Christine Scanlan’s appointment as Colorado’s newest lawmaker means Democratic women now outnumber their male counterparts. And — unlike new GOP appointee Douglas Bruce — Scanlan plans to start the job on time.Scanlan, 43, beat out eight other applicants to fill the House District 56 position left vacant by Rep. Dan Gibbs, who was appointed to replace Senate President Joan Fitz-Gerald, who is running for Congress.
Scanlan is the senior vice president and chief operating officer for the Keystone Center, a nonprofit center in the central Rockies that focuses on science and public policy on health, energy and the environment, as well as serving as a science school for some 4,000 mostly middle-school students every year.
Married and the mother of three children, Scanlan was born in Littleton and moved to Summit County when she was three years old. She is currently the president of the Summit County Board of Education and plans to continue serving on the school board while in the Legislature, though not as president.
She and her colleagues at the Keystone Center are also revising her duties to make her job and work in the Legislature more manageable, she said.
“I recognize I can’t do it all,” she said.
District 56 represents the mountain counties of Eagle, Lake and Summit, and, in a pre-Christmas interview with Colorado Confidential, Scanlan said she hopes to carry the full five bills currently allowed every session by Colorado lawmakers. One of those will certainly focus on the bark beetle infestation that has ravaged much of Colorado’s high country forests, she said, and which has also been a focus of her predecessor, Gibbs.
Scanlan’s appointment gives female Democrats a 21-19 female-led majority in Colorado’s 65-member House of Representatives.
“You know, I don’t know that it will really make a difference [but] I do know it will be an exciting benchmark,” Scanlan said. “I don’t know that it matters a bit about the gender, but I do think it’s interesting.”
However, the increase in Democratic female lawmakers, including in leadership positions, stands in stark contrast to the Republican Party in Colorado.
In October, GOP state Rep. Debbie Stafford switched parties and became a Democrat. Colorado Confidential noted then that Stafford’s departure leaves just five Republican women lawmakers in Colorado’s 100-member body: four members of the House and one state senator.
Of the dwindling roster, Assistant Minority Leader Nancy Spence, from Arapahoe County, is the lone GOP woman left in a party leadership position in Colorado.

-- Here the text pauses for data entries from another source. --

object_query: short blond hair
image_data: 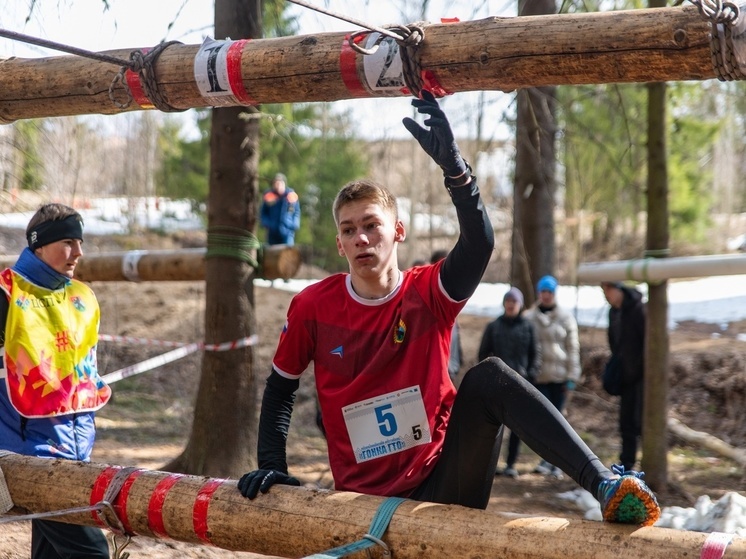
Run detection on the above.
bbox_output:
[332,179,399,226]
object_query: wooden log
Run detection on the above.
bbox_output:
[0,245,301,281]
[0,453,746,559]
[668,417,746,468]
[0,5,716,122]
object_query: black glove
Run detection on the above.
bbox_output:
[402,89,467,178]
[238,470,300,499]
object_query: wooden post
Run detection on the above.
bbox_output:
[0,453,746,559]
[0,6,716,122]
[0,245,301,281]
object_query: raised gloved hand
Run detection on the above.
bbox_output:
[238,470,300,499]
[402,89,467,178]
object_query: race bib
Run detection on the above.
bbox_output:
[342,386,432,464]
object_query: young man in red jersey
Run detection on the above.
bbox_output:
[238,91,660,525]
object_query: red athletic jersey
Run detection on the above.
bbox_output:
[273,261,466,496]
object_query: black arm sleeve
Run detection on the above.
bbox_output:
[257,369,300,473]
[0,291,9,347]
[440,177,495,301]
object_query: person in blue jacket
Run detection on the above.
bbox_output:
[0,204,111,559]
[259,173,300,246]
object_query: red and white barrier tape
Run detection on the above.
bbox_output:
[699,532,733,559]
[99,335,259,384]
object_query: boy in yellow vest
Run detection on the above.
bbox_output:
[0,204,111,559]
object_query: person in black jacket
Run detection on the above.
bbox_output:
[478,287,541,478]
[601,282,646,470]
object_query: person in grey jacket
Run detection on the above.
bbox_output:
[478,287,541,478]
[525,276,581,478]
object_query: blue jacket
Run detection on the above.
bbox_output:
[260,187,300,245]
[0,249,96,461]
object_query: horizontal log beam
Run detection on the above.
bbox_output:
[0,245,301,281]
[0,6,716,122]
[0,454,746,559]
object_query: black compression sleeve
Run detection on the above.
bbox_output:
[257,369,300,473]
[440,178,495,301]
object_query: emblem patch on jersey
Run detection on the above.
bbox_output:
[394,318,407,344]
[70,297,85,312]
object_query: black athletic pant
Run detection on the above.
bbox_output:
[31,520,109,559]
[410,357,611,509]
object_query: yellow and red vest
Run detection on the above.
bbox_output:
[0,268,111,418]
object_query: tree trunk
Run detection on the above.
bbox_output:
[0,6,716,122]
[0,454,746,559]
[511,0,557,306]
[642,0,669,491]
[169,0,262,477]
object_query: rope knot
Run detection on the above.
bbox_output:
[109,41,185,113]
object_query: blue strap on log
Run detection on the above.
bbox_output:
[304,497,406,559]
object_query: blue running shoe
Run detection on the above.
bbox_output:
[596,464,661,526]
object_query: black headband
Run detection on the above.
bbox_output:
[26,215,83,250]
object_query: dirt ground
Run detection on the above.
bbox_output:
[0,232,746,559]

A lot has changed. Just five years ago, Republican Lola Spradley made history by becoming Colorado’s first female speaker of the House. That year, 2002, Rep. Norma Anderson, a Republican from Lakewood, was the House majority leader.
Meanwhile, newly appointed Scanlan said she fully intends to be on deck when the Colorado Legislature convenes on Jan. 9. That is in marked contrast to Bruce, a well-known Republican from El Paso County who was appointed Dec. 1 to fill out the term of Rep. Bill Cadman, now a state senator.
Bruce has drawn criticism for his refusal to be sworn into office until five days after the Legislature convenes. Postponing his inauguration allows Bruce to serve less than half of Cadman’s term, so that his 2008 time in office will not count toward the total number of terms he is permitted to serve. This will make him eligible to stand for election for a new two-year term after this session.